Artists, Children, and Computers
The children in school's today have never heard the word "browser. For them, the browser is the computer...

Artists, Children, and Computers

December 9, 2019

While I usually write about art, today I'm going to write about the other subject I teach—technology and computer programming. This post is written to the entrepreneurs looking to build tools for artists and other child-like people. As an artist working in a co-op and a teacher in elementary schools, I am acutely aware of the ways in which artists and children interact with technology and the walls they hit. Here are some observations for code builders of the future looking to capture this audience.

Build everything in the browser

If you're building a stand-alone app that has to download to a hard drive, just stop doing that. Build everything to work in the browser and save to the cloud. For people of the future, the browser is the computer. In fact, the children of the future have never heard the word "browser." Since they are always in the browser, it has no name. If pressed, they might be able to say they are using  "Chrome."

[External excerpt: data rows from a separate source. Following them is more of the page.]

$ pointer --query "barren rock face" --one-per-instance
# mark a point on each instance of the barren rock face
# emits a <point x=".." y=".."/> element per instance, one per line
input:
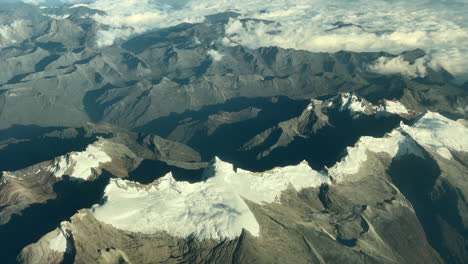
<point x="233" y="131"/>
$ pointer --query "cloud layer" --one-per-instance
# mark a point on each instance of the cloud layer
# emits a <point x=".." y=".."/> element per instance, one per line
<point x="438" y="27"/>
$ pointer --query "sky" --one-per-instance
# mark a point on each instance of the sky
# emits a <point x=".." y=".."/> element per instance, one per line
<point x="437" y="26"/>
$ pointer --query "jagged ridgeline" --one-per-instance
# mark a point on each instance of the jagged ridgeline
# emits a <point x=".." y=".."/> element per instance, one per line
<point x="182" y="144"/>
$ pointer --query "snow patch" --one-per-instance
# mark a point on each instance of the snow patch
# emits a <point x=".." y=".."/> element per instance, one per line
<point x="398" y="65"/>
<point x="213" y="209"/>
<point x="352" y="103"/>
<point x="215" y="55"/>
<point x="395" y="107"/>
<point x="439" y="134"/>
<point x="59" y="243"/>
<point x="394" y="144"/>
<point x="81" y="164"/>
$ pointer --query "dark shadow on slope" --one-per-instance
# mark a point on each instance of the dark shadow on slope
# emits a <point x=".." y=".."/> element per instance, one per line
<point x="151" y="170"/>
<point x="94" y="110"/>
<point x="40" y="219"/>
<point x="25" y="132"/>
<point x="42" y="64"/>
<point x="274" y="110"/>
<point x="31" y="149"/>
<point x="436" y="208"/>
<point x="322" y="149"/>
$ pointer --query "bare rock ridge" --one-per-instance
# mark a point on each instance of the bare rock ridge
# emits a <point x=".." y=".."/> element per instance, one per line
<point x="183" y="145"/>
<point x="314" y="212"/>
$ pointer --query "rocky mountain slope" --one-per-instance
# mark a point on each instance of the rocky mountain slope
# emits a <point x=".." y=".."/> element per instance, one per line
<point x="181" y="145"/>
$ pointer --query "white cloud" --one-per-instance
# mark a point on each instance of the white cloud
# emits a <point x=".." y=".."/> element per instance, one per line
<point x="215" y="55"/>
<point x="399" y="65"/>
<point x="439" y="27"/>
<point x="15" y="32"/>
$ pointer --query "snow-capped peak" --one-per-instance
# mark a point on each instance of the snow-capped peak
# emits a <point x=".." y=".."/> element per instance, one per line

I spent the first four lessons of a middle school computer programming class trying to explain to the students what a file was and how they could download one and open it on their computer before I just gave up. When I teach programming now, we just code in the browser. If you do not have kids in school, you may be unaware that all assignments are now in google classroom. The kids never see a file or download one. They just click on links to their assignments and fill out the assignment in the magical world of chrome. Then they click submit. This is what they expect. They do not understand how to get to microsoft word or photoshop because those are somewhere in the mysterious world of the harddrive, where they never go.

URLs: Forget about it.

The kids I teach don't relate to urls, just as they don't relate to typing in a phone number. They don't relate even to bitly urls. Yeah, you might have never heard of that, it's so two years ago. Artists and kids want type a few words in google and click on the first link that comes up. They expect you to text them your contact info. No memorizing! No typing! 

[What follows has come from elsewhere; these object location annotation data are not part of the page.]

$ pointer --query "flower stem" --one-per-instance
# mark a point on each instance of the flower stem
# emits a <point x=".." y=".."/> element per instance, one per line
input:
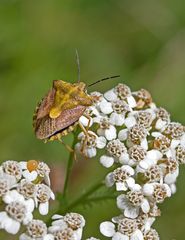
<point x="82" y="199"/>
<point x="69" y="169"/>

Photography: The Artist's Achilles Heel

I have used Adobe products for over 30 years, since PageMaker 1 on a Mac SE with a 512K harddrive. I am a big fan of Adobe, but lately, when I use photoshop and indesign, I feel like a person using a printing press or a mimeograph. These are the tools of the near past. Rapidly, artists, small business entrepreneurs and children expect these tools to be cheap, simple, and on the web. Many web interfaces are getting close to what people need. Some good examples are Mailchimp, Canva, Weebly and Wordpress. However, these still do not solve the problem of photography for most small business owners. People need a childlike interface that will allow them to upload a photograph from their phone and re-size it without ever having to enter a number. Artists and children do not like to measure things. They want to put their photo into a pre-formed box on a website and then magically move it around within the box and make it bigger or smaller with a touch screen. Even better, they want to resize the box with their finger too. If their photograph is too small for the space allotted, they need the program to show them that graphically.

I have tried to teach people the concept of dots-per-inch, print-resolution and web-resolution, but with little success. The application of the future will never talk about resolution. Instead it will just show you how big you can print the item on a press or on a webpage. If you haven't got the right size photograph, it will tell you the size you need so you can go retake the photograph. In someways, this won't even be a problem because the camera quality on phones today is so phenomenal that pretty soon you will be able to print an iphone picture on a highway billboard. Oh, wait, they already do that! OMG. 

Wordpress. Weebly. Wix. Never really brings happiness

I have used wordpress and its cousins to edit many different sites. Compared to hand coding a small-business website in css and html, Wordpress is pretty damn quick. It's a freaking miracle. But it never really makes me happy to work in it. By contrast I do enjoy coding in python. I do enjoy taking pictures on my iphone and editing them quickly in instagram. Somewhere down the line, someone is going to write a small-business website creator tool that is pleasurable to use. It will be on a device that is just a browser. All my photos will be magically available and re-scalable in a design I like. There won't be a url. You just type my name and you get there. 

That's my two cents. Get to it tech gods and goddesses!